LABOUR faced a chorus of calls for a complete change in direction from its affiliated unions today — while one called on Prime Minister Sir Keir Starmer to resign.

Unions said the party’s third-place defeat to the Greens and Reform in Gorton and Denton should be a wake-up call.

Unite general secretary Sharon Graham said: “If Labour needed any further wake up calls — this is clearly one. 

“Labour need to now ditch the gimmicks and get back to being Labour — not new, not one that plays games, but real Labour.

“Stop listening to your rich mates and start listening to everyday people.”

“Labour’s entire strategy of framing politics as ‘it’s us v Reform’… has now been exposed as a fundamentally flawed and unserious strategy,” Fire Brigades Union general secretary Steve Wright warned.

“If the government does not change course immediately, it will face heavy losses in the May elections, and at that point, the political consequences for Keir Starmer will become unavoidable.

“The Labour Party needs to listen to the people, not Parliament.”

Andrea Egan, leader of Britain’s biggest union Unison, said that the Greens won because traditional Labour voters “want to see progressive values robustly defended against the far-right, not gleefully abandoned.

“A Labour government should be standing up for workers, defending migrants and refugees, and taking the fight to Nigel Farage rather than letting him set the agenda.

“Under Keir Starmer the party is failing on every count, leaving the Greens to fill the vacuum.

“Cosying up to the rich and powerful, and protecting their interests whilst attacking ordinary working people and the left has singularly failed.”

Transport union TSSA general secretary Maryam Eslamdoust called for the PM to resign.

“It’s clear that the disastrous lurch to the right under Keir Starmer is haemorrhaging Labour votes to the Greens,” she said.

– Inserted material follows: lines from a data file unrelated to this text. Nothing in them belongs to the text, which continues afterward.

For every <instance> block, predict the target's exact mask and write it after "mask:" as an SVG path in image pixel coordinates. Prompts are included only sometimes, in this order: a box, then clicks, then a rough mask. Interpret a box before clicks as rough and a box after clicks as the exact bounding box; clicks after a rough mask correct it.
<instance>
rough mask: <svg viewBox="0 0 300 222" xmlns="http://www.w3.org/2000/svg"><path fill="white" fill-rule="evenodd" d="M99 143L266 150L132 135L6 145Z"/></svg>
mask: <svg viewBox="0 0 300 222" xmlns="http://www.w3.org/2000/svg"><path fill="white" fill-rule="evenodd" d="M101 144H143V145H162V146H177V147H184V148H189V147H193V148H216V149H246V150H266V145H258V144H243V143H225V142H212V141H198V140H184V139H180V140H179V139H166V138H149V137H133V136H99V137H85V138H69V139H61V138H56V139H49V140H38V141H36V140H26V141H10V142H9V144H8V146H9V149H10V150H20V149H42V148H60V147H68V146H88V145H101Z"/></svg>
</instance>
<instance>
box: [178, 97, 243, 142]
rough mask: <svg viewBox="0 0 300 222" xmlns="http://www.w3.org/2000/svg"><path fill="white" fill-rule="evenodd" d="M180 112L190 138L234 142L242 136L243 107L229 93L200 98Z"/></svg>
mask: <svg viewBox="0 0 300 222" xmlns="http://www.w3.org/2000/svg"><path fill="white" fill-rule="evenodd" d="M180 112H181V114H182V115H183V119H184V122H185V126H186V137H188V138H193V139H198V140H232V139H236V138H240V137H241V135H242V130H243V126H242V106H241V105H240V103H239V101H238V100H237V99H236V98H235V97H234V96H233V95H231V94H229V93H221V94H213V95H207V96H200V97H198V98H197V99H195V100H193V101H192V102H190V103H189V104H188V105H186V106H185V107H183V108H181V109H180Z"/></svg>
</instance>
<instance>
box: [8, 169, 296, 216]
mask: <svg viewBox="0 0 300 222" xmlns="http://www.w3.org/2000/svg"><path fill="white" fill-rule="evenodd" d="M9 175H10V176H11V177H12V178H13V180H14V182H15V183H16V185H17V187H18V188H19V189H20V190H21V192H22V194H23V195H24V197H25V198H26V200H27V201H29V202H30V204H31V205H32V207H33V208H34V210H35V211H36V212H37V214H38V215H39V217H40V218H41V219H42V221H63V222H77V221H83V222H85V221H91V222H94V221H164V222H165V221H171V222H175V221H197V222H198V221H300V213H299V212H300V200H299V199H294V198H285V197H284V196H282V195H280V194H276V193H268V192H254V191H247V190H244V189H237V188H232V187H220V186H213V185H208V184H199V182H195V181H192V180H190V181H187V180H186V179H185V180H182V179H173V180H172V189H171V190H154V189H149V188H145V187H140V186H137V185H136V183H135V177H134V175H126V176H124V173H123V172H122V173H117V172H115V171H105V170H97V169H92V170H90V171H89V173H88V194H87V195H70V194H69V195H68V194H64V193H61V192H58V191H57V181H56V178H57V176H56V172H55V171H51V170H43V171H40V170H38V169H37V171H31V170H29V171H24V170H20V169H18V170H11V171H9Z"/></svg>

“There’s an urgent need for a change in leadership, and Keir must announce his departure immediately.”

Daniel Kebede, leader of the unaffiliated National Education Union, said the Greens had offered voters “clear alternatives to a broken system” and their leader Zack Polanski had shown he was serious.

“If Labour fails to deliver real change, it will lose further ground and create more space for the politics of division advanced by Reform UK and Nigel Farage,” he added.